Aufgepasst beim Mulchmaterial
Weber sät im Herbst direkt neben dem künftigen Kartoffelfeld eine winterharte Gründüngung an, eine Mischung aus Wicken und Roggen, die ihm nach dem Pflanzen der Kartoffeln als Mulchmaterial dient. In diesem Jahr hat er den Roggen erstmals auf eine Länge von 3 cm gehäckselt. Die Mulchschicht habe zwar wie Puderzucker aufgetragen werden können, sie habe sich jedoch wie ein Kuhfladen an der Sonne entwickelt, oben ausgetrocknet und unten feucht. Nächstes Jahr werde er wieder auf das alte System mit dem Ladewagen zurückgreifen und eine weniger kompakte, dafür dickere und lockerere Schicht streuen.

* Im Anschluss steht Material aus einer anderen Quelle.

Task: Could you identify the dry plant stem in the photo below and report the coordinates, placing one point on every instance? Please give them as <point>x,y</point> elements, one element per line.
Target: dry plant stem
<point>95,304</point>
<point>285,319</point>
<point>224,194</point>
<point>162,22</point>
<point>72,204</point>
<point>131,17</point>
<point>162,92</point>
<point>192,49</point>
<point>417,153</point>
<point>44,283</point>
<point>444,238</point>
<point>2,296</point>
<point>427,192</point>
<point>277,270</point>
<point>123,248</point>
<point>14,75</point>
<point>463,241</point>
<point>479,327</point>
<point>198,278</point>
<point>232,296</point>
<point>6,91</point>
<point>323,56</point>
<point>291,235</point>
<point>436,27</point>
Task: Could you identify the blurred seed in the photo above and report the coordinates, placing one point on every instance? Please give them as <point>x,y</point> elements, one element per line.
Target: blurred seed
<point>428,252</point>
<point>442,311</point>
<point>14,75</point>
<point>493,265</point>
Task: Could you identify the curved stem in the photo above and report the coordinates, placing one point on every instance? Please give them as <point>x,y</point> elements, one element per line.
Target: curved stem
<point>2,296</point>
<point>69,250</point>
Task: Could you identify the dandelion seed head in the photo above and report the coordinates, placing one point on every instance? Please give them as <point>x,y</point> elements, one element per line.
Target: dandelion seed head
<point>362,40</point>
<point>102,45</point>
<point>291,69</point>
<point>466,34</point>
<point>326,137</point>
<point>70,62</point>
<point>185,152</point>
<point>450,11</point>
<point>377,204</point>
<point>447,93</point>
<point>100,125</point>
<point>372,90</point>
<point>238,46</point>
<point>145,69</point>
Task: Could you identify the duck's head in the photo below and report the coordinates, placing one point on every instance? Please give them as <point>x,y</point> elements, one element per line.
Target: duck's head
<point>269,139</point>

Eine gute Erfahrung hat er mit Triticale und Winterhafer anstelle von Roggen gemacht. «Gar nie würde ich Stroh zum Mulchen verwenden. Es ist zwar billig, wird aber kaum in nützlicher Zeit abgebaut. Es führt zu einer Stickstoffsperre und gefährdet damit den Kartoffelertrag», erklärt Weber.
Vielfältige Beisaat
Als ganz wichtig erachtet er eine vielfältige Beisaat, die er jeweils einen Tag vor dem Mulchen mit feinem Samen aussät und darunter auch Ackerbohnen, Wicken, Hanf und anderes mischt, die tief wurzeln. Mulchen trage auch stark dazu bei, die Hitze im Boden zu reduzieren.
«Ich würde nie behaupten, dass ich wüsste, wie es optimal funktioniert. Wir lernen jedes Jahr wieder Neues dazu.»
So hat Dieter Weber diesen Sommer an einem heissen Tag die Temperatur auf seinem Kartoffelacker gemessen. Bei 33 Grad Lufttemperatur hat er unter der Mulchschicht 28 Grad gemessen, auf dem ungedeckten Boden hingegen 58 Grad. «Je mehr Luft im Boden ist, desto schneller erwärmt sich die Erde. Dies macht sich vor allem bei heissen und trockenen Böden bemerkbar», so Weber.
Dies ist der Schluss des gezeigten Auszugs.